Untied
“Hello?”
“I’m so glad you picked up, did you get my messages? You’ve been so difficult to reach lately.”
“So?”
“So, we were wondering if we’ll be seeing you guys at Thanksgiving this year?”
“Not after you disinvited us last year.”
“Disinvited?”
“You disinvited us at the last minute.”
“Disinvited? Oh, I remember, your kids were sick, really sick, right? Throwing up and stuff.”
“It was Thanksgiving. We had nowhere else to go. No one to watch the kids. So we stayed home with them and stared at the wall.”
“But your kids were really sick, I mean, didn’t they need the rest? And I’m surprised you even thought of bringing them and their germs into a house crammed full of kids, infecting them and all that. We had to think of the other kids, and the adults. No one gives thanks for the flu, you know.”
“Last year you really screwed it up for us. We had nowhere to go after you disinvited us at the last minute. You ruined our holiday. We’re not going to let that happen again. We’re not relying on you again. This year, we’re doing it at our house.”
“Your house?”
“Yes. We’ve invited everyone to our house.”
“Everyone?”
“Everyone on our side. I suppose you can come too, if you want.”
“Thanks, but we still plan to have dinner here.”
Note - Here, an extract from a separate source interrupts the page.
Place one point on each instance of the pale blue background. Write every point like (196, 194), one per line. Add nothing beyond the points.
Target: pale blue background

“Fine, suit yourself. Get a smaller turkey.”
Click.
I imagine a family is like a solar system, with elders in the middle and aunts and uncles and cousins and children and grandchildren orbiting around, some close in like Mars, others far out like Neptune, but all rotating together in some kind of cosmic harmony. Examined up close, an individual appears independent, but when you step back you detect the invisible forces that bind the individual to the family core, keeping the individual from spinning away into space.
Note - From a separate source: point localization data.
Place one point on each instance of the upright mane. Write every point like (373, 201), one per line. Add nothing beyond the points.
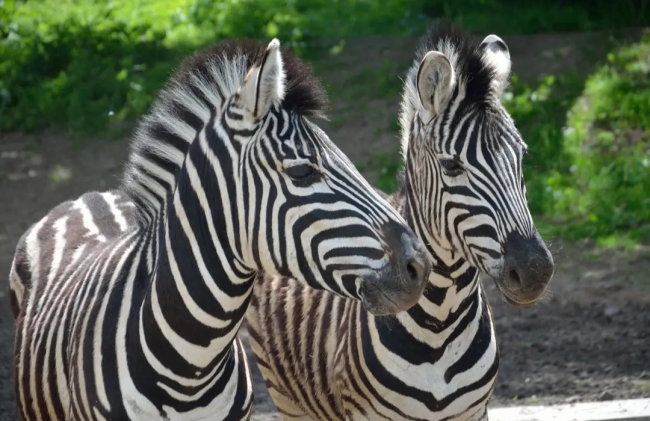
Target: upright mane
(475, 72)
(200, 85)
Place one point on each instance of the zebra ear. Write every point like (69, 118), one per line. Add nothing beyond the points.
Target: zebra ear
(497, 56)
(435, 81)
(264, 84)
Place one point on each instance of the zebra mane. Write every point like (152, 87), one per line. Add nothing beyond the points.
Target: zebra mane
(200, 86)
(475, 72)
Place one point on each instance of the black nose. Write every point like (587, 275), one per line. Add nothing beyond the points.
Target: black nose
(409, 255)
(528, 264)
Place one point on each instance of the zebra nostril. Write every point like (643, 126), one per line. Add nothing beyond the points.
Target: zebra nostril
(412, 271)
(514, 277)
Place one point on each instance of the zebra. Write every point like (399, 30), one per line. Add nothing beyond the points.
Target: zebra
(463, 193)
(128, 302)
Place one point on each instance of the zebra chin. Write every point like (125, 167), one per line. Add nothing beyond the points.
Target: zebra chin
(394, 290)
(524, 271)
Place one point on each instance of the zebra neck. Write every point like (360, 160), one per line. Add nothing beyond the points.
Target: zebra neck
(454, 283)
(200, 286)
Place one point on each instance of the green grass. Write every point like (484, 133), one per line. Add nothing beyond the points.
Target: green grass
(89, 65)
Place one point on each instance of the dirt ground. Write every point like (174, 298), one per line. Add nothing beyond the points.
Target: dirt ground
(588, 340)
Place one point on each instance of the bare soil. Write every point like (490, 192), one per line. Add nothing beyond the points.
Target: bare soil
(588, 340)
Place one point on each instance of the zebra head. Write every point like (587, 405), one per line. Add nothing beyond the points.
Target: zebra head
(305, 211)
(463, 158)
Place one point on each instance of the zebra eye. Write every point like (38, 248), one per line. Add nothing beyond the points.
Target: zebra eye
(451, 167)
(300, 172)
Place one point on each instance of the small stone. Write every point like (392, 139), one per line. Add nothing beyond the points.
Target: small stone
(572, 399)
(606, 396)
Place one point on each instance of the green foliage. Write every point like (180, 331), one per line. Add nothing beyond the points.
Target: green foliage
(609, 144)
(85, 64)
(591, 178)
Then there’s my family, the one I grew up with.
It would be convenient metaphorically to say a supernova blew us apart, but that’s not how it happened. It wasn't a bang, just a whimper. Over the decades a succession of small and smaller events chipped away at our core until, imperceptibly, whatever gravitational pull once held us together stretched and frayed and eventually snapped, sending us spinning away so far into space we barely see each other anymore. Today our paths no longer intersect. In our center, there’s no there there, just a fading memory and a lingering but rapidly receding sense of familial duty that, these days, is barely strong enough to bring us together for major surgeries and funerals.
And though we still mourn together when a family member dies, I don’t get the sense any of us mourn the death of our family. Most of us have married, and with marriage we’ve joined new families, and any family we marry into is going to be better than the family we’ve already buried, so we’ve naturally gravitated towards our new families, happily shifting our orbits to conform to theirs.
That’s not to say everything is perfect, of course, for a lifetime of experience with a disintegrating family doesn’t really prepare one for life with an integrating family. I can’t speak for the other members of my old family, for I rarely speak to them, but I can say for my own part that I often feel like an alien with my new family, standing apart and examining them during family functions, trying the learn their ways so I can pass myself off as one of them.
I’ll probably never succeed at shedding my outsider status. It’s too deeply ingrained. And let's face it, if my wife ever dumps me, my new family will surely dump me too. But none of this really matters, for my children orbit around a strong family core and, in the end, isn’t that what it’s all about?